Déboute Monsieur [G] [I] assisté de son curateur, l’UDAF DU MORBIHAN de sa demande d’octroi d’un délai de 8 mois pour quitter les lieux.
Dit que par les soins du greffe, la présente décision sera transmise à Monsieur le Préfet du Département aux fins de prise en compte de la demande de relogement de Monsieur [G] [I] assisté de son curateur, l’UDAF DU MORBIHAN dans le cadre du plan départemental d’action pour le logement des personnes défavorisées.
Fixe le montant de l’indemnité d’occupation due jusqu’à la libération définitive des lieux, à la somme mensuelle de 370,37 charges comprises à compter du 7 novembre 2024.
Déboute Madame [Y] [K] de sa demande d’indexation de l’indemnité d’occupation.
Condamne Monsieur [G] [I] assisté de son curateur, l’UDAF DU MORBIHAN à verser cette indemnité d’occupation mensuelle de 370,37 euros jusqu’à son départ effectif des lieux.

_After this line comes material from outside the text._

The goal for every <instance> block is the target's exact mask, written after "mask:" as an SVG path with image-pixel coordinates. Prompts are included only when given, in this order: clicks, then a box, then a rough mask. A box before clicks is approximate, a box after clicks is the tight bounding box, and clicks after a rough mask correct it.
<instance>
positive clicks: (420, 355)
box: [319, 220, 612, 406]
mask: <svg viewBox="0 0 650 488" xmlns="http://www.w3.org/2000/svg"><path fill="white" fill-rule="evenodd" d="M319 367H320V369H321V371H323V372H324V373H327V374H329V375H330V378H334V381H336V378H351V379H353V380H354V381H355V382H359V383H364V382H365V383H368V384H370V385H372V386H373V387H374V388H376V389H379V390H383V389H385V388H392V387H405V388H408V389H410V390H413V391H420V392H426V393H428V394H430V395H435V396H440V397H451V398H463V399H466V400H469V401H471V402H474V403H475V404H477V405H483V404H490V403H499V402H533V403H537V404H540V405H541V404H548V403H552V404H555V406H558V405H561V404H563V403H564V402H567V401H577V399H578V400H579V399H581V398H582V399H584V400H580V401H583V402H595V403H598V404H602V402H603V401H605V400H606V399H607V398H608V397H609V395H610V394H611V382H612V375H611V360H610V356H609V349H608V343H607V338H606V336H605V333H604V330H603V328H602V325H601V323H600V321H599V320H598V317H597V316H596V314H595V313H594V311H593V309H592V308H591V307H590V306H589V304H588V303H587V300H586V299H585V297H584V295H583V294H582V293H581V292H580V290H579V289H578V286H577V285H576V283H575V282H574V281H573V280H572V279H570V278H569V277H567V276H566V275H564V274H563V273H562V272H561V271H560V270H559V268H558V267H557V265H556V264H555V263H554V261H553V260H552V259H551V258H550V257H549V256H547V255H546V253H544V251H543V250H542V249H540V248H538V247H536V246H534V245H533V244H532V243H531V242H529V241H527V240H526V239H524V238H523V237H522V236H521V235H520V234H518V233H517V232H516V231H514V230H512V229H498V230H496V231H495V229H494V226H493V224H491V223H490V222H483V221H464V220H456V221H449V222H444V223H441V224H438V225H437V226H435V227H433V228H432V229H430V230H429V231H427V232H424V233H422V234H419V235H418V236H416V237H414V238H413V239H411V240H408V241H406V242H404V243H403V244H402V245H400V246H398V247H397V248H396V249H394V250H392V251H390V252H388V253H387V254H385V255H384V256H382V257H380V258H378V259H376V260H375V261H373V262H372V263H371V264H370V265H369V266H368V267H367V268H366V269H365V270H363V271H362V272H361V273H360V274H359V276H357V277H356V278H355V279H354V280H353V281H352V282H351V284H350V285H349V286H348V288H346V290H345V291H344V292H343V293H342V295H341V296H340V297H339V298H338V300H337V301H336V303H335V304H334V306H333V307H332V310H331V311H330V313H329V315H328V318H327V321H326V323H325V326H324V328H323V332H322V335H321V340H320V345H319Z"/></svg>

Condamne Monsieur [G] [I] assisté de son curateur, l’UDAF DU MORBIHAN à verser à Madame [Y] [K] une indemnité de 150 euros sur le fondement de l’article 700 du Code de Procédure Civile.
Condamne Monsieur [G] [I] assisté de son curateur, l’UDAF DU MORBIHAN aux dépens.
Rappelle que l’exécution provisoire de la présente décision est de droit.
Le présent jugement a été signé par J.BESNARD, Présidente d’audience et par C. AUDRAN Greffière.